A library for N-dimensional categorical data.

Project description

catii :cat::eyes:

A library for N-dimensional categorical data.

The inverted index (iindex)

Multidimensional data values may be represented in a variety of ways. A very common format is the "rectangular" or "tabular" or "wide" format, an N-dimensional array where each observation is a "row" and each cell value is a "category id" or some other value. This can then be extended to two or more dimensions by adding axes as "columns" and higher dimensions.

The same information can be stored as an "inverted index" as we do here by storing tuples of coordinates, including the "category id" as the first coordinate; "columns" or higher dimensions are then additional ordinates in the tuple. Then, for each set of coordinates, we associate it with an array of the "row ids" where that combination occurs.

The inverted index can be much smaller than the equivalent array by omitting the most common category from the index. Any row whose row id is not present in the index is assumed to have the common value. In many fields, the larger the dataset, the more sparse it is.

For example, the rectangular array::

a = [1, 0, 4, 0, 1, 1, 4, 1]

...becomes an iindex with shape (8,), a "common" value of 1, and two entries::

>>> from catii import iindex
>>> iindex.from_array(a)
iindex(shape=(8,), common=1, entries={(0,): array([1, 3], dtype=uint32), (4,): array([2, 6], dtype=uint32)})

The rectangular array::

b = [
    [2, 2, 2],
    [2, 0, 2],
    [2, 2, 4],
    [2, 0, 2],
    [2, 2, 2],
    [2, 2, 4],
]

...becomes an iindex with shape (6, 3), a "common" value of 2, and the 2-D entries::

>>> iindex.from_array(b)
iindex(shape=(6, 3), common=2, entries={(0, 1): array([1, 3], dtype=uint32), (4, 2): array([2, 5], dtype=uint32)})
>>> _.to_array()
array([[2, 2, 2],
       [2, 0, 2],
       [2, 2, 4],
       [2, 0, 2],
       [2, 2, 2],
       [2, 2, 4]], dtype=uint8)

It is generally assumed that iindex.common is the most common value, but it is possible to construct an iindex instance where this is not true. Call shift_common() to normalize this. Consequently, two indexes could represent the same exact data values but with different common values if one or both have not been normalized; these will not be equal using ==.

Indexes versus arrays

Although the iindex class can represent the same information as a NumPy array, it purposefully does NOT implement the NumPY API, because mixing arrays and indexes often results in crudely transforming the sparse index into a dense array, obliterating all of the benefits of the index. Iterating over all of the values in an index should not be easy. Instead, the index implements methods which are essential to 1) statistical analysis, and 2) altering and interacting with other indexes.

Indexes generally perform as well or better than arrays at these tasks--up to about 75% density for one dimension, and 40% for two or more dimensions. If you have large, dense arrays, or arrays which contain thousands of distinct values, you should consider a hybrid index/array approach or just use arrays or some other approach.

Each entry's array of rowids is assumed to be sorted, which allows several optimizations. However, in the interest of speed, the index class itself does NOT automatically validate this. You may call index.validate() to check this and many other invariants, but keep in mind that this is generally slow, and should be avoided in production code once proven.

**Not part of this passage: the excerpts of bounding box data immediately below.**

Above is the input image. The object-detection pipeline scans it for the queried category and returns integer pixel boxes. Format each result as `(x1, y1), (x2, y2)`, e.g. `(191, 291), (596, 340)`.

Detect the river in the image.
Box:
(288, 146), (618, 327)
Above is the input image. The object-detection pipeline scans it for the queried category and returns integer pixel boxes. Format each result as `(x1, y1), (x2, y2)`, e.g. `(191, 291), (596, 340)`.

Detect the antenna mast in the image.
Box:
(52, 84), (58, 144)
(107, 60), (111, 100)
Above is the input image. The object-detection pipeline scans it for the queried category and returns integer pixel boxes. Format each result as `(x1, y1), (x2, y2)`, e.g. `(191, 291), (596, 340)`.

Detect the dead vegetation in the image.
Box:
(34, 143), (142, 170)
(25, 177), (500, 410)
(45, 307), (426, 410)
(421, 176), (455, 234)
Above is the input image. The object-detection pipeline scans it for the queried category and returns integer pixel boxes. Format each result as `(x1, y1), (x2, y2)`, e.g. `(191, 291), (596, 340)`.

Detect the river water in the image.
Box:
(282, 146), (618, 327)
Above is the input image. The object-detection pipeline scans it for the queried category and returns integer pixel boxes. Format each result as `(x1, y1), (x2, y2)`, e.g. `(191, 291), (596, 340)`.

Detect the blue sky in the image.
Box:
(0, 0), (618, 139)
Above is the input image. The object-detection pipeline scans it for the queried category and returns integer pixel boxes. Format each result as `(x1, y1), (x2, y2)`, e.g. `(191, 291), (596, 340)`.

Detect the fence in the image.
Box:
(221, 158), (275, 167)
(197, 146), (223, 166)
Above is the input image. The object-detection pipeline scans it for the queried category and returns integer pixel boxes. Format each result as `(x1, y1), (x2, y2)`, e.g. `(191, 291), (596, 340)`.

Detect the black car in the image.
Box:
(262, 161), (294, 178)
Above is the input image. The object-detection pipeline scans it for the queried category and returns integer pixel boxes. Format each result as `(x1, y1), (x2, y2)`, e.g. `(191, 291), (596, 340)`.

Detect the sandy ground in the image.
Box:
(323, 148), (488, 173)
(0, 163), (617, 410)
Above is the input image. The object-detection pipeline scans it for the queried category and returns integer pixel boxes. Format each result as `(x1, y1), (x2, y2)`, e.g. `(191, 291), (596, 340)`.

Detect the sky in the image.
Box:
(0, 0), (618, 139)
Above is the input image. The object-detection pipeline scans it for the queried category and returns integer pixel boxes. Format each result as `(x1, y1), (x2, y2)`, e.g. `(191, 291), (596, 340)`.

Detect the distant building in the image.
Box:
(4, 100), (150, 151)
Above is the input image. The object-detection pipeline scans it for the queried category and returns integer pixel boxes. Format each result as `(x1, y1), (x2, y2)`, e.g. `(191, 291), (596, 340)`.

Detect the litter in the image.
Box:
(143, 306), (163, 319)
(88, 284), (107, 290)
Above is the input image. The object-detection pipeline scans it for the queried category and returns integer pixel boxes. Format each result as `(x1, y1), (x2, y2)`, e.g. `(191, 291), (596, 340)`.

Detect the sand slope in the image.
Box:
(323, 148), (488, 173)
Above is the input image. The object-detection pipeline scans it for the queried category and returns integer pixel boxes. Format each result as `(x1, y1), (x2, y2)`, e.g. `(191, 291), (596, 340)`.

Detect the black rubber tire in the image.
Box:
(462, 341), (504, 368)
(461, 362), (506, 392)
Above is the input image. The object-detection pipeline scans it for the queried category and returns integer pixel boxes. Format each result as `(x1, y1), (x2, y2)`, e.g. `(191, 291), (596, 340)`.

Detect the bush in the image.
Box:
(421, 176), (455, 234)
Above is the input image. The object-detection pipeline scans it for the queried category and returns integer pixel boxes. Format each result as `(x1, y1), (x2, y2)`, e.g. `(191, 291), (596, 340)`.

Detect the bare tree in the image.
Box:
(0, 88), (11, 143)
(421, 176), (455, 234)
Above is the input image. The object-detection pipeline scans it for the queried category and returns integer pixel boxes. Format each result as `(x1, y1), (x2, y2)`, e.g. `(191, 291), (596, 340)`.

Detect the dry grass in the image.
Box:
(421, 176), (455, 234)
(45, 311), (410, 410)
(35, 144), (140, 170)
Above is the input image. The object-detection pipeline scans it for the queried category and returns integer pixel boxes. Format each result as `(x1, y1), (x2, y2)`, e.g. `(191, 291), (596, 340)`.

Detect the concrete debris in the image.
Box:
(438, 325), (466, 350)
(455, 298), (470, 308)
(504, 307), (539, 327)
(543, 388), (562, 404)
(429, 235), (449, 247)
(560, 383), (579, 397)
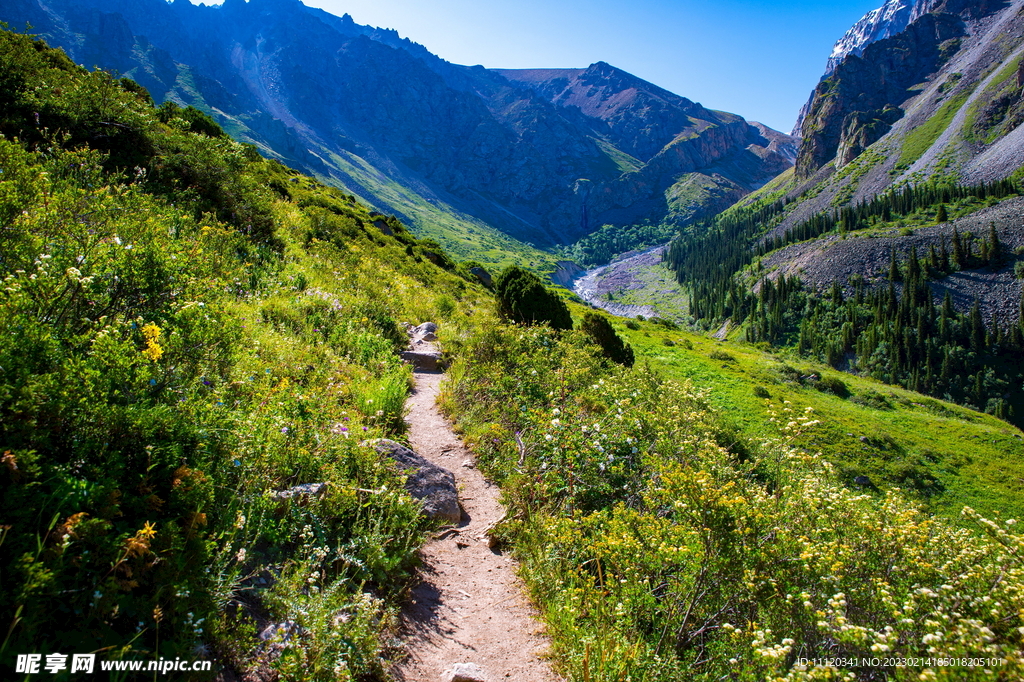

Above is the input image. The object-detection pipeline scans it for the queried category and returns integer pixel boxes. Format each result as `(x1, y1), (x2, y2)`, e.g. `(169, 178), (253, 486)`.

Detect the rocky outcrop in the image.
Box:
(368, 438), (462, 523)
(797, 13), (966, 178)
(0, 0), (790, 253)
(836, 106), (903, 168)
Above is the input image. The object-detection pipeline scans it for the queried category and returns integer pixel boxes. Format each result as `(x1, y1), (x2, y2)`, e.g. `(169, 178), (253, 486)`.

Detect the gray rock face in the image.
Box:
(401, 350), (444, 372)
(372, 438), (462, 523)
(441, 664), (490, 682)
(0, 0), (790, 251)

The first coordinate is always the "mutually exclusive" category; additional coordinates are not exclusive. For example, row id 0 should not appear at both (1, 7) and (2, 7), but it could appear at both (1, 7) and (1, 8). Imagine a variable "do you like this sandwich?" where "1" means "yes" and "2" means "no" for the first coordinate, and "7" means "cheesesteak" while "8" means "BLT" for the second coordinate. It's unlikely you need to represent someone choosing both "yes" and "no" for "cheesesteak", but quite common to represent someone choosing "yes" for both sandwiches.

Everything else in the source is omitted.